We are composed of and consist of matter and energy which makes up the physical part of our bodies and the processes that make our consciousness and thought processes possible.

Now, if you believe in a soul or some form of spirit connected to our body, you can think of that soul as a form of energy.

If you don't believe in a soul, most likely you still believe that there are electrical and biochemical transmissions that in addition to our physical bodies help to make up our consciousness.

When we die, we in almost all cases do so because some of our physical systems fail and/or we choose to, or accidentally cause severe damage to our body's systems in such a way that our bodies can no longer operate properly.

Once that happens, all the matter that makes up our bodies eventually goes somewhere -- either it is cremated and turned to ash, etc. or is buried in the ground and is eaten by insects, worms, bacteria, etc.

The energy that formerly was a part of our systems operations has to go somewhere too.

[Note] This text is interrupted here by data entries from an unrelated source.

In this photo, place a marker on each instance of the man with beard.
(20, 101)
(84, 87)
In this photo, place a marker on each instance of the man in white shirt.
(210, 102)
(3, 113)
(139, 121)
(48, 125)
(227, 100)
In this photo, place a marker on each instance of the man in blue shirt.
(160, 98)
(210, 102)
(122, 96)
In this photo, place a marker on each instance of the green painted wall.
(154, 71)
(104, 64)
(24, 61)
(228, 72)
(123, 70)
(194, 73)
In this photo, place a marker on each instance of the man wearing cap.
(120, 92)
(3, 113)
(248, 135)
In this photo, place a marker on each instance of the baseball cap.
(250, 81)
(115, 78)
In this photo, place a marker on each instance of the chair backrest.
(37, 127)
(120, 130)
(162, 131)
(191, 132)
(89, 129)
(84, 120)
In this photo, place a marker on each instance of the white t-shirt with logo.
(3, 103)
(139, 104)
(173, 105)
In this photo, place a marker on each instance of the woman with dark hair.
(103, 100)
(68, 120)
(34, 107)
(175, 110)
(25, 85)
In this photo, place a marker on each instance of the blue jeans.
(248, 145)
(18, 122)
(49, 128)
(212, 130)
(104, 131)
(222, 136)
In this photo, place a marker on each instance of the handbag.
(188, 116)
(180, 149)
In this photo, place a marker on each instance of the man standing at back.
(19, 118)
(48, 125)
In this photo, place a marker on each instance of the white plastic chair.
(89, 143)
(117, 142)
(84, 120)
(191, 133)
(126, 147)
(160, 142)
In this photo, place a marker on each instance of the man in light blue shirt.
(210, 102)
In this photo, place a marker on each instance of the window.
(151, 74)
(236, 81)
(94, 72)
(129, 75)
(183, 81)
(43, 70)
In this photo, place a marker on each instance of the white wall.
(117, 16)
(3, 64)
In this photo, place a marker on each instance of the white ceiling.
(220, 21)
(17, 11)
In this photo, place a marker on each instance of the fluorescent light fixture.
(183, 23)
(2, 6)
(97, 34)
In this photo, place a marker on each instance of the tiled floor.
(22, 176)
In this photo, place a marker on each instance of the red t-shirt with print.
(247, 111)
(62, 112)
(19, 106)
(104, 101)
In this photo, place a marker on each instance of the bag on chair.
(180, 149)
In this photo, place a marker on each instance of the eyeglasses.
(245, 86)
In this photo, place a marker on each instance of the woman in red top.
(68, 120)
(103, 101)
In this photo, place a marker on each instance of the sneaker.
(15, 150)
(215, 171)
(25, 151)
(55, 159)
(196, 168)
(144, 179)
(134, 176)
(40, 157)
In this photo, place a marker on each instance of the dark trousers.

Now, either you believe that that all or part of that energy stays together... in some form of a post-death "afterlife" and it goes to some place such as "heaven" or "hell", or becomes part of a new entity via reincarnation, or stays around in a given place as a "ghost."

Or, if you don't believe in an "afterlife" you can simply believe that it dissipates in whole or in part and goes off like any other energy would.

Me personally? I haven't made up my mind yet.. but it's based on the above. You can have that answer... I'll come back and let you know _exactly_ what I personally believe about this question after Mahalo has developed the Afterlife Interface Widget, once I'm dead, that is. :)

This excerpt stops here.